Genus of mammals belonging to the spiny rat family of rodents

Pattonomys is a genus of rodent in the family Echimyidae, named after American mammalogist James L. Patton.
It contains the following species:
- Bare-tailed armored tree-rat (Pattonomys occasius)
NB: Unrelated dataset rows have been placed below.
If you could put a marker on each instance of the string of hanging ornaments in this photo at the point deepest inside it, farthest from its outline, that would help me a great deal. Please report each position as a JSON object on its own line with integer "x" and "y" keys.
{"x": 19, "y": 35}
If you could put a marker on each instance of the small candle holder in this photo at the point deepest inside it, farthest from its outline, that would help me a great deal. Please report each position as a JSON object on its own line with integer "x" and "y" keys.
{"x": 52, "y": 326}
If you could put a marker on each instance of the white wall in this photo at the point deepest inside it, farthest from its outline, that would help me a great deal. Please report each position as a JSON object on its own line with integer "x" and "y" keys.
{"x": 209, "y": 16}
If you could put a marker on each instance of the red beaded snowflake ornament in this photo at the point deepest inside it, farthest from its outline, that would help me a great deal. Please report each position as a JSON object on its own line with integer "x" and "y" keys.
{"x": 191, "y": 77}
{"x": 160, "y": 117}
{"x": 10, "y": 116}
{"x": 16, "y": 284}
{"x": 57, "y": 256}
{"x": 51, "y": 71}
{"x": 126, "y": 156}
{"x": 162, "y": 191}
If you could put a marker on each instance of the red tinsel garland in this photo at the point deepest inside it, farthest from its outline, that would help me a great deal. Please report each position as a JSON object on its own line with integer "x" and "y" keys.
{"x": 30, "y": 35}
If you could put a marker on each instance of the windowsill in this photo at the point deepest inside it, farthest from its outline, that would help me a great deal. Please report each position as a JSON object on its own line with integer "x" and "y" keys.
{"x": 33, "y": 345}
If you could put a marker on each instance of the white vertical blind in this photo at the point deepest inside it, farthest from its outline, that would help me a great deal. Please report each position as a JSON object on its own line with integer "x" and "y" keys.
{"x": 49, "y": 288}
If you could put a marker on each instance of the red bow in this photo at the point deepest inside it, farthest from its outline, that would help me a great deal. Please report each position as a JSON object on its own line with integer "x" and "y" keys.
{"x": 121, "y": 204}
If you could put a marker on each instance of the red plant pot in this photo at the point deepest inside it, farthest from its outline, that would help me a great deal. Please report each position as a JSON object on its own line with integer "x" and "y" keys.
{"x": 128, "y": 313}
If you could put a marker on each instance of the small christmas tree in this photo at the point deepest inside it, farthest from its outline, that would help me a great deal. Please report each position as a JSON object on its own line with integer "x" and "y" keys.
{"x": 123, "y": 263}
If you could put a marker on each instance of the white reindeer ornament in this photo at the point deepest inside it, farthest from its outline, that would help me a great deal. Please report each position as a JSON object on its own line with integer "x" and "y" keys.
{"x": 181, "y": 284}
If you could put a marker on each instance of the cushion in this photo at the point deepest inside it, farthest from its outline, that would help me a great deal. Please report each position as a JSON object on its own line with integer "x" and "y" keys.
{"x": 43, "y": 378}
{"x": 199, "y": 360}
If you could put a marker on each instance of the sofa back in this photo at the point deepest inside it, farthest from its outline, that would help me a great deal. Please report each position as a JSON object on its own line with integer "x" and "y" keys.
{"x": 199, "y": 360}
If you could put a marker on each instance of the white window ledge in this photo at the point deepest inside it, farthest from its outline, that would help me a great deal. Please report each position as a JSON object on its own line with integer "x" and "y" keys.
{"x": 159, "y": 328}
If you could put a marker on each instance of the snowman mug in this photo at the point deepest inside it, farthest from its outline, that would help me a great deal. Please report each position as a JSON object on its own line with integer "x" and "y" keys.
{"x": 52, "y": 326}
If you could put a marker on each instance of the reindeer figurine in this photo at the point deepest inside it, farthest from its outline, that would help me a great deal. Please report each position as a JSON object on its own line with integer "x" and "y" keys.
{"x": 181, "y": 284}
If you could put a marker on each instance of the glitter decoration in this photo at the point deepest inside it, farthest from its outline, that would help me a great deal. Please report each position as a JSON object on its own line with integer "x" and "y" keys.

- Speckled spiny tree-rat (Pattonomys semivillosus)

==Phylogeny==
Pattonomys is the sister genus to Toromys. These taxa are closely related to Echimys, Phyllomys, and Makalata, reflecting the fact that Pattonomys occasius and Toromys grandis have formerly been placed in Makalata by some authorities. In turn, these five genera share phylogenetic affinities with a clade containing the bamboo rats Dactylomys, Olallamys, Kannabateomys together with Diplomys and Santamartamys.